Abstract

Head and neck cancers (HNC) account for only 4% to 5% of all malignant tumors. The etiology of most HNC is related to lifestyle factors such as smoking tobacco and heavy alcohol consumption. Survivors of HNC often have considerable post treatment morbidity affecting eating, speaking, function and cosmesis that heighten the impact of the disease. Shoulder pain is a well-recognized complication resulting from surgery for HNC and is associated with poorer quality of life and increased risk for longterm disability. As a result of their demographic and disease profile, HNC survivors represent a unique and challenging cancer group in terms of exercise rehabilitation. PURPOSE: This study was designed to examine the effects of progressive resistance exercise training (PRET) as an adjunct to standard physical therapy (SPT) on upper extremity pain and dysfunction in post-surgical head and neck cancer survivors.
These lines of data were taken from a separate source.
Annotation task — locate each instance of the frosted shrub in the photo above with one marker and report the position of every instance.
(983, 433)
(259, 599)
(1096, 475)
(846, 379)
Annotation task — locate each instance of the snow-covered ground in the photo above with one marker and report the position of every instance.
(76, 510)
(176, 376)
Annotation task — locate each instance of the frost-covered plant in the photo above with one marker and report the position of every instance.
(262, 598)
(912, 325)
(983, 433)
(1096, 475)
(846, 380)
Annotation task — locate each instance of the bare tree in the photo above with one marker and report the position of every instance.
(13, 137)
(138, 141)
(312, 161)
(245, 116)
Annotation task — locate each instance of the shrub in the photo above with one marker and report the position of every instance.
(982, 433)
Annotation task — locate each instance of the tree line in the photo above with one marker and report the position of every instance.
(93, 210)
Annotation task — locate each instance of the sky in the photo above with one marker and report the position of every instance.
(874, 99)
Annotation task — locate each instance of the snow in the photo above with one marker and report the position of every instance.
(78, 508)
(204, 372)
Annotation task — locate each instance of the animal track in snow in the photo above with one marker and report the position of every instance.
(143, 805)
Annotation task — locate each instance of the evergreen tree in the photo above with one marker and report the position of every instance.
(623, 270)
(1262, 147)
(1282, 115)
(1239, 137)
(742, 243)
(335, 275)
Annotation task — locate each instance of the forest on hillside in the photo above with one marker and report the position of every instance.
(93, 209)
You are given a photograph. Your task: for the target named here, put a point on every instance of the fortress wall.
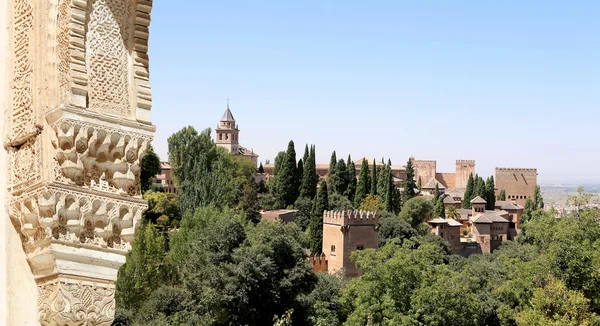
(464, 168)
(519, 184)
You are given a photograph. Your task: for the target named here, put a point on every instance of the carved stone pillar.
(78, 125)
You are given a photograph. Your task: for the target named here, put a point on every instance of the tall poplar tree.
(351, 190)
(288, 177)
(364, 184)
(374, 179)
(490, 193)
(409, 183)
(468, 196)
(316, 221)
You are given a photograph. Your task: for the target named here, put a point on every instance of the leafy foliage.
(364, 183)
(409, 183)
(150, 168)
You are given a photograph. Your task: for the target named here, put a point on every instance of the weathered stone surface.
(76, 127)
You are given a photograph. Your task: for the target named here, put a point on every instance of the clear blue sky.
(506, 83)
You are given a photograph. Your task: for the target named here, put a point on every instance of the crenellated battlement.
(517, 170)
(355, 217)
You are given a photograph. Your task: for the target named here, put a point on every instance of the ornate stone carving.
(74, 217)
(108, 39)
(99, 158)
(65, 301)
(23, 117)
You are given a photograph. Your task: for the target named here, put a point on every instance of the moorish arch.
(76, 126)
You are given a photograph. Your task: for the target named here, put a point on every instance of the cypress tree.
(351, 190)
(409, 183)
(363, 185)
(341, 177)
(316, 221)
(502, 195)
(374, 179)
(299, 175)
(382, 180)
(468, 196)
(332, 164)
(538, 200)
(490, 193)
(480, 188)
(436, 194)
(309, 176)
(389, 194)
(287, 178)
(439, 209)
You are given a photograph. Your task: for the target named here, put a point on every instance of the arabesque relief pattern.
(108, 56)
(65, 301)
(78, 127)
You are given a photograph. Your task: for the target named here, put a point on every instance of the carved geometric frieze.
(107, 50)
(74, 217)
(64, 300)
(98, 157)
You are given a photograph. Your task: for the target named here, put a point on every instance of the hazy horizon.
(506, 84)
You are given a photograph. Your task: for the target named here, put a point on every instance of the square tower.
(345, 232)
(228, 132)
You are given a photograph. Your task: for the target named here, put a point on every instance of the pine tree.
(490, 193)
(341, 177)
(374, 179)
(409, 183)
(316, 221)
(351, 190)
(468, 196)
(309, 177)
(363, 185)
(502, 195)
(287, 178)
(538, 200)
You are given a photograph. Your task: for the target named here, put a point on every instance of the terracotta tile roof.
(488, 217)
(227, 116)
(449, 200)
(478, 200)
(448, 221)
(431, 184)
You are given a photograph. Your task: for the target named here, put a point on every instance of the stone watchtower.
(76, 126)
(345, 232)
(228, 132)
(464, 168)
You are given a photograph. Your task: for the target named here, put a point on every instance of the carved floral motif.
(63, 301)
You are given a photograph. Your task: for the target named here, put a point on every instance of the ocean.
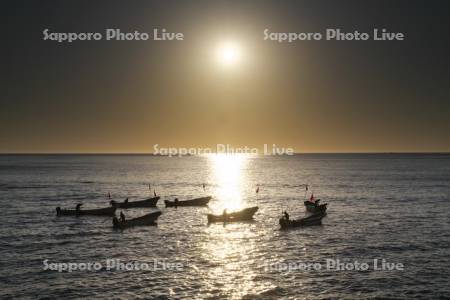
(393, 208)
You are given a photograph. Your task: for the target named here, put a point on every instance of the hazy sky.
(314, 96)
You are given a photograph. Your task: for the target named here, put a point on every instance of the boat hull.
(194, 202)
(315, 219)
(314, 208)
(150, 202)
(145, 220)
(107, 211)
(243, 215)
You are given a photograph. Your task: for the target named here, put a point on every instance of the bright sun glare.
(229, 54)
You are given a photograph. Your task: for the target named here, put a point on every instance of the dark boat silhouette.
(145, 220)
(242, 215)
(203, 201)
(149, 202)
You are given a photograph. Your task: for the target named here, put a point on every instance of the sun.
(228, 54)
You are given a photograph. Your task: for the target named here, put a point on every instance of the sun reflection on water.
(229, 178)
(231, 250)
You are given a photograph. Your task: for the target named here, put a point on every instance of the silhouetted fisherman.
(225, 214)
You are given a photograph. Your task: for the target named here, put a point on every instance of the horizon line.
(152, 154)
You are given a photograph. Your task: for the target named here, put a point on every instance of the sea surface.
(380, 206)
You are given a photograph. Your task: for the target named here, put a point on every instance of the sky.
(312, 96)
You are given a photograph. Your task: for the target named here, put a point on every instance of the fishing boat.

METHODS: Fifty-two head and neck cancer survivors were randomly assigned to PRET (n = 27) or SPT (n =25) for 12 weeks. The primary endpoint was change in patient-rated shoulder pain and disability from baseline to post-intervention. Secondary endpoints were upper extremity strength and endurance, shoulder range of motion, fatigue and quality of life. RESULTS: Follow-up assessment for the primary outcome was 92% and adherence to the supervised PRET and SPT programs were 95% and 87%, respectively. Based on intention-to-treat analyses, PRET was superior to SPT for improving shoulder pain and disability [−10.0; 95% CI: −15.8 to −4.2; p = .001], upper extremity strength [+10.8 kg; 95% CI: 5.4 to 16.2; p < .001], and upper extremity endurance [+189 repetitions × kg; 95% CI: 5 to 374; p =.045]. Changes in neck dissection impairment, fatigue, and quality of life favored the PRET group but did not reach statistical significance. CONCLUSIONS: The PRET program significantly reduced shoulder pain and disability and improved upper extremity muscular strength and endurance in cancer survivors with shoulder dysfunction due to spinal accessory nerve damage. Clinicians may consider PRET as an adjunct to SPT in the rehabilitation of post-surgical head and neck cancer survivors.